Y es que ARCO o la mala interpretación que se ha hecho de ella, no es más que la gala donde se celebra un año entero de vanidosa burbuja cultural en la que lo menos celebrado es el contenido expuesto y lo que realmente se magnifica es quién, con quién y cuánto.

ARCO es una suerte de autobombo en el que privan más las relaciones que los relatos artísticos y mucho más los galeristas que los creadores. En palabras de Miquel Barceló, preguntado hace unos días por ARCO: «No voy. No es un sitio para ver arte. Es desagradable» .

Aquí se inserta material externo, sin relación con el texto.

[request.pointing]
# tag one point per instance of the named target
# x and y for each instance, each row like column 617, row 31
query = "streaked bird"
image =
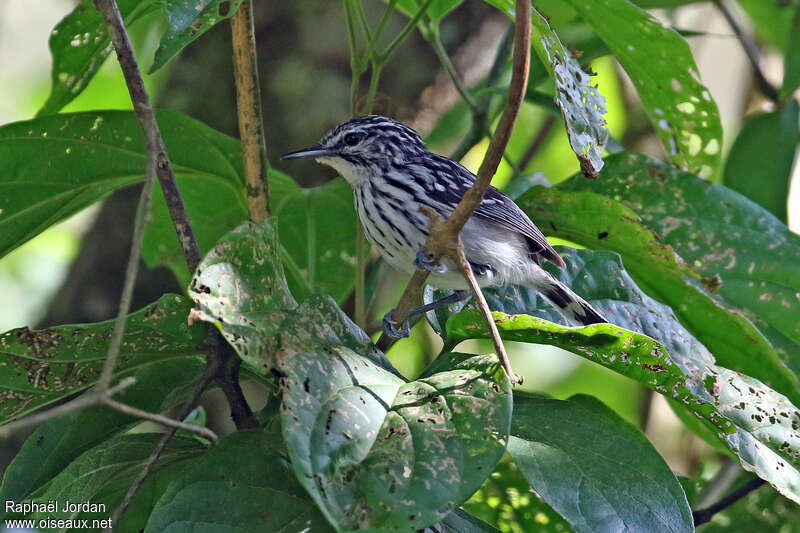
column 392, row 175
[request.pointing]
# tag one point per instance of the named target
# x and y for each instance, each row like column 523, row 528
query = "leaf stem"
column 248, row 104
column 701, row 516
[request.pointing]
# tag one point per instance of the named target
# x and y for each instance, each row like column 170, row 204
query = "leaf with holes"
column 43, row 366
column 662, row 69
column 247, row 475
column 597, row 470
column 758, row 424
column 188, row 20
column 746, row 257
column 602, row 223
column 583, row 106
column 760, row 162
column 79, row 45
column 375, row 452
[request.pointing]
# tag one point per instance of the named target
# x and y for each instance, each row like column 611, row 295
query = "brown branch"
column 701, row 516
column 751, row 50
column 445, row 236
column 248, row 103
column 91, row 399
column 211, row 370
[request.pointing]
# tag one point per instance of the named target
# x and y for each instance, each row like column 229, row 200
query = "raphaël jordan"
column 53, row 506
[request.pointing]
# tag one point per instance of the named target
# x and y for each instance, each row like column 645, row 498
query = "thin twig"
column 751, row 50
column 444, row 235
column 161, row 419
column 701, row 516
column 248, row 103
column 91, row 399
column 131, row 271
column 480, row 120
column 208, row 376
column 144, row 111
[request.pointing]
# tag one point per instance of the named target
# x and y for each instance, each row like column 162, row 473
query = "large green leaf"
column 49, row 449
column 761, row 426
column 662, row 69
column 79, row 45
column 747, row 257
column 376, row 452
column 55, row 166
column 42, row 366
column 357, row 433
column 244, row 483
column 188, row 20
column 760, row 162
column 603, row 223
column 597, row 470
column 103, row 474
column 581, row 103
column 507, row 499
column 239, row 286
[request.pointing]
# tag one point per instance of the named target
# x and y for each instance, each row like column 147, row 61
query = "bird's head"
column 363, row 146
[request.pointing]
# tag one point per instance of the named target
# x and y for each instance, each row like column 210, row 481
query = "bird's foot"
column 392, row 329
column 424, row 262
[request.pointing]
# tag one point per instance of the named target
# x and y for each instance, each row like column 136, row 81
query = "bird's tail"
column 574, row 308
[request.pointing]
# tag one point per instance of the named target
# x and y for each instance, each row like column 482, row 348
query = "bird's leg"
column 391, row 329
column 424, row 262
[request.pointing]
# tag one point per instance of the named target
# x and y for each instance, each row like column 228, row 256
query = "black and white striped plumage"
column 392, row 174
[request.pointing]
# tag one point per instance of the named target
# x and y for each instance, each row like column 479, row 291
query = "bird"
column 392, row 175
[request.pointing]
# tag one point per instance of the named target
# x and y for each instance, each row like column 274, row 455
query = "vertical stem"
column 251, row 122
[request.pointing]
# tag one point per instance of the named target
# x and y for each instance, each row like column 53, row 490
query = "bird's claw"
column 390, row 327
column 425, row 262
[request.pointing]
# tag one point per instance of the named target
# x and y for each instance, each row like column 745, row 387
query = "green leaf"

No se debe confundir ARCO con arte. La necesidad de generar debate y la posibilidad de conocer el mundo contemporáneo a través de los discursos creativos se mantienen intactas en circuitos ajenos a esa farándula de feriantes y a sus tejemanejes e intrigas. Las galerías tradicionales nada tienen que ver con el devenir actual del arte; pero tampoco hay que ponerse trascendente, ARCO es un acto de prensa rosa y, por lo tanto, no hay que tomárselo en serio.

No hay que olvidar que el respetable objetivo de ARCO es absolutamente comercial y que se trata de un acontecimiento a mayor gloria de las galerías de arte como empresas privadas. Hasta aquí todo bien si no se tuviera en cuenta que se subvenciona mayormente con dinero público y que, en compensación, la vocación de servicio al ciudadano demostrada por las galerías, como supuestas canalizadoras de cultura, es escasa; digamos nula. Por supuesto hay honrosas excepciones.

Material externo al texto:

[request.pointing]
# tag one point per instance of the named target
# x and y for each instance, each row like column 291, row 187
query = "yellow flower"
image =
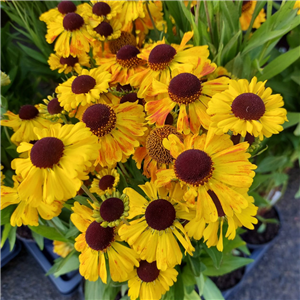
column 117, row 127
column 189, row 93
column 57, row 162
column 148, row 282
column 69, row 63
column 163, row 59
column 247, row 107
column 248, row 8
column 106, row 182
column 123, row 65
column 99, row 246
column 27, row 212
column 154, row 154
column 154, row 235
column 24, row 123
column 212, row 168
column 83, row 89
column 61, row 248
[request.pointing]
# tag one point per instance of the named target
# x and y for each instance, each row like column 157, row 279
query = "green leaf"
column 6, row 213
column 49, row 233
column 215, row 255
column 229, row 264
column 279, row 64
column 211, row 291
column 38, row 239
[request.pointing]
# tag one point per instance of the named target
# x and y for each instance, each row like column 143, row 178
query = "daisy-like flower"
column 123, row 65
column 156, row 229
column 163, row 59
column 27, row 212
column 117, row 127
column 154, row 154
column 63, row 8
column 97, row 243
column 73, row 37
column 247, row 107
column 113, row 210
column 51, row 109
column 56, row 163
column 248, row 8
column 83, row 89
column 148, row 282
column 209, row 164
column 68, row 64
column 61, row 248
column 24, row 123
column 187, row 92
column 213, row 231
column 106, row 182
column 4, row 79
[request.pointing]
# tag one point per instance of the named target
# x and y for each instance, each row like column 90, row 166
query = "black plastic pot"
column 5, row 254
column 67, row 283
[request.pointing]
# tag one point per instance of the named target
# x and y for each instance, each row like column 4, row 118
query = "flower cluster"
column 184, row 122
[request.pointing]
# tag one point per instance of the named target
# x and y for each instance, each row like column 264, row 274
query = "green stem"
column 89, row 194
column 152, row 21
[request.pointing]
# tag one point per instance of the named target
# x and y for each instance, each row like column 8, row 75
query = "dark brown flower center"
column 46, row 152
column 66, row 6
column 28, row 112
column 126, row 38
column 131, row 97
column 248, row 106
column 72, row 21
column 111, row 209
column 123, row 88
column 106, row 182
column 184, row 88
column 160, row 214
column 101, row 9
column 217, row 203
column 194, row 167
column 160, row 57
column 248, row 138
column 54, row 107
column 147, row 272
column 69, row 61
column 83, row 84
column 99, row 238
column 100, row 118
column 154, row 143
column 104, row 29
column 127, row 56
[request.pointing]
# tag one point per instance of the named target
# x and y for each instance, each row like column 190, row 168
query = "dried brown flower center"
column 147, row 272
column 28, row 112
column 98, row 237
column 66, row 6
column 106, row 182
column 160, row 57
column 248, row 106
column 154, row 143
column 101, row 9
column 160, row 214
column 100, row 118
column 111, row 209
column 70, row 61
column 83, row 84
column 72, row 21
column 184, row 88
column 46, row 152
column 194, row 167
column 54, row 107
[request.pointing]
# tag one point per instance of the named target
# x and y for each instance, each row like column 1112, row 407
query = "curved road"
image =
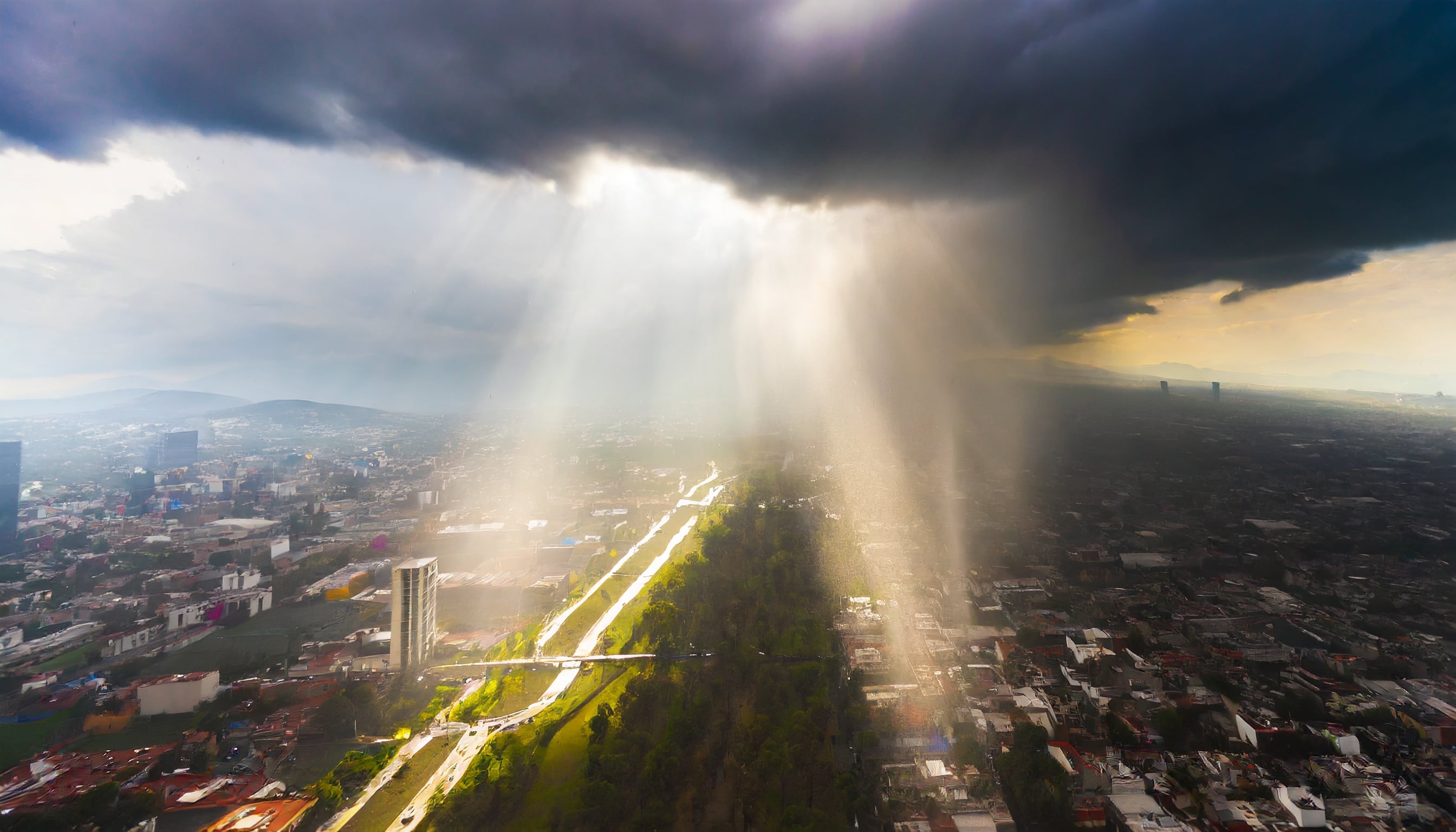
column 456, row 764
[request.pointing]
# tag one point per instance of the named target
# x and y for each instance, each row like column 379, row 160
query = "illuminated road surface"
column 456, row 764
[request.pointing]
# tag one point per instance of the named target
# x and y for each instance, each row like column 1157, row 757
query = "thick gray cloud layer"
column 1138, row 146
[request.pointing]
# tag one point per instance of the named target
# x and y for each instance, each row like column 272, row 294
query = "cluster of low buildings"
column 1218, row 622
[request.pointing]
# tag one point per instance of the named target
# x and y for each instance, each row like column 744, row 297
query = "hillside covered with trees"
column 748, row 736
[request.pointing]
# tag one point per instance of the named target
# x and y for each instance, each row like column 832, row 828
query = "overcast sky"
column 420, row 206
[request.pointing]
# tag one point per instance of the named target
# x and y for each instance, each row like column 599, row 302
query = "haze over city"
column 786, row 414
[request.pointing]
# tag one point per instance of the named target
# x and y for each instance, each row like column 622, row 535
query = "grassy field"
column 142, row 732
column 316, row 759
column 265, row 639
column 389, row 802
column 20, row 740
column 504, row 693
column 577, row 626
column 70, row 658
column 562, row 759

Sería interesante revisar que Art Basel –tanto en su edición suiza como su versión americana en Miami–, Frieze, The Armory Show y FIAC, por nombrar a las ferias de mayor prestigio, son iniciativas privadas. Quizás ahí estuviera la verdadera solución de ARCO, pues con el dinero privado no se juega.

Algo similar ocurre con los Carnavales en su versión exhibida, la que nos llega a los que estamos fuera. La profesionalización de la gracia, la dependencia de las Instituciones, el metacarnaval que sólo habla de sus rifirrafes internos, el abuso de chistes repetitivos, esas caras enfadadas al cantar –o agresivas, que no lo tengo claro– y el pensamiento telecinco se han adueñado del concurso y, por lo tanto, de la imagen externa de la fiesta gaditana. Nada hay más sin sentido y aburrido que tomarse el Carnaval en serio.

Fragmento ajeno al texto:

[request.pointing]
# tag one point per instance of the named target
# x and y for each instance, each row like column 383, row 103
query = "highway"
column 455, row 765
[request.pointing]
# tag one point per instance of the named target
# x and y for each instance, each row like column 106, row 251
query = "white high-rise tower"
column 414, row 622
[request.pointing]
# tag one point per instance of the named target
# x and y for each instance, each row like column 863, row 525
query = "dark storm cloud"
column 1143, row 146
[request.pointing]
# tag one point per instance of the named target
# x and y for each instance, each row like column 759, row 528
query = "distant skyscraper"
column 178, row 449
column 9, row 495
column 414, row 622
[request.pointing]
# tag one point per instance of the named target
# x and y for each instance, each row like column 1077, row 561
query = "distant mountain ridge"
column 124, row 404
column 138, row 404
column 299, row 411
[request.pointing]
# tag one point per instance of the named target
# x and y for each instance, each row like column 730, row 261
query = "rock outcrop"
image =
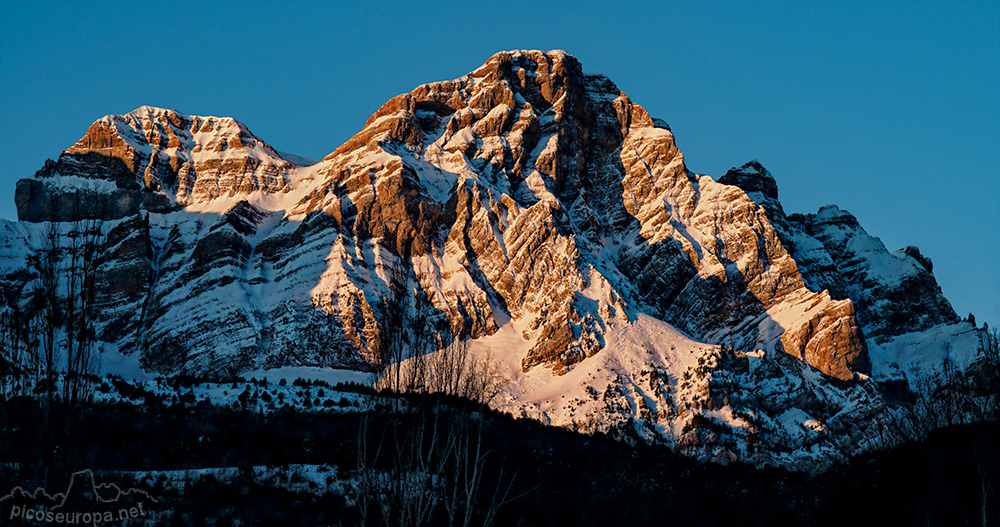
column 527, row 203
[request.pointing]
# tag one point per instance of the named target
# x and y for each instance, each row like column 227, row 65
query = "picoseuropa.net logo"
column 85, row 502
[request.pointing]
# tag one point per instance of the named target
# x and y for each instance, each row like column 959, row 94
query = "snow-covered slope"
column 529, row 209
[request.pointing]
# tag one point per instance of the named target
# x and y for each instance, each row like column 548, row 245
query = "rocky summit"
column 528, row 211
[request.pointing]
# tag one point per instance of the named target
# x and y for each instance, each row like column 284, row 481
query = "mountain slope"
column 529, row 209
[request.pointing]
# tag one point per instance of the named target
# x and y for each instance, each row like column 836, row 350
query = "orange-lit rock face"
column 195, row 159
column 525, row 191
column 514, row 166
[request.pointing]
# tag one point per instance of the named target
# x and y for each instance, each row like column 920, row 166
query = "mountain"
column 529, row 213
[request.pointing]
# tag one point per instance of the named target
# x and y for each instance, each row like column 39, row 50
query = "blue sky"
column 889, row 110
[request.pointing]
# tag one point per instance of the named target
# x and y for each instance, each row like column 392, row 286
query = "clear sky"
column 889, row 110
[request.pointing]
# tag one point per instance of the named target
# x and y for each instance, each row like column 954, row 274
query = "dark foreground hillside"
column 431, row 461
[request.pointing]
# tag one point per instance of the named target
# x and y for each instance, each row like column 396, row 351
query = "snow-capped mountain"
column 530, row 210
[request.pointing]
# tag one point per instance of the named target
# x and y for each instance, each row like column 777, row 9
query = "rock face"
column 526, row 201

Los fines de semana son la excusa para celebrar un macrobotellón callejero que aleja a los carnavales de su primigenia intención liberadora y de su posterior consagración como el canal adecuado para la protesta irónica, la reivindicación humorística y la generación de conciencia colectiva. El Carnaval se ha convertido en una fiesta estandarizada y franquiciada. Por supuesto aquí también existen excepciones y voces de autores que predican la crítica y la autocrítica.

No se trata de meter a todos en el mismo saco, pero ni ARCO representa el debate o la reflexión a través del arte, ni el concurso del Falla define el pensamiento gaditano o la necesidad expresiva de la ciudad. Para eso quedan la calle y las necesarias e imprescindibles ‘ilegales’, que en la ironía de su denominación llevan toda la autenticidad.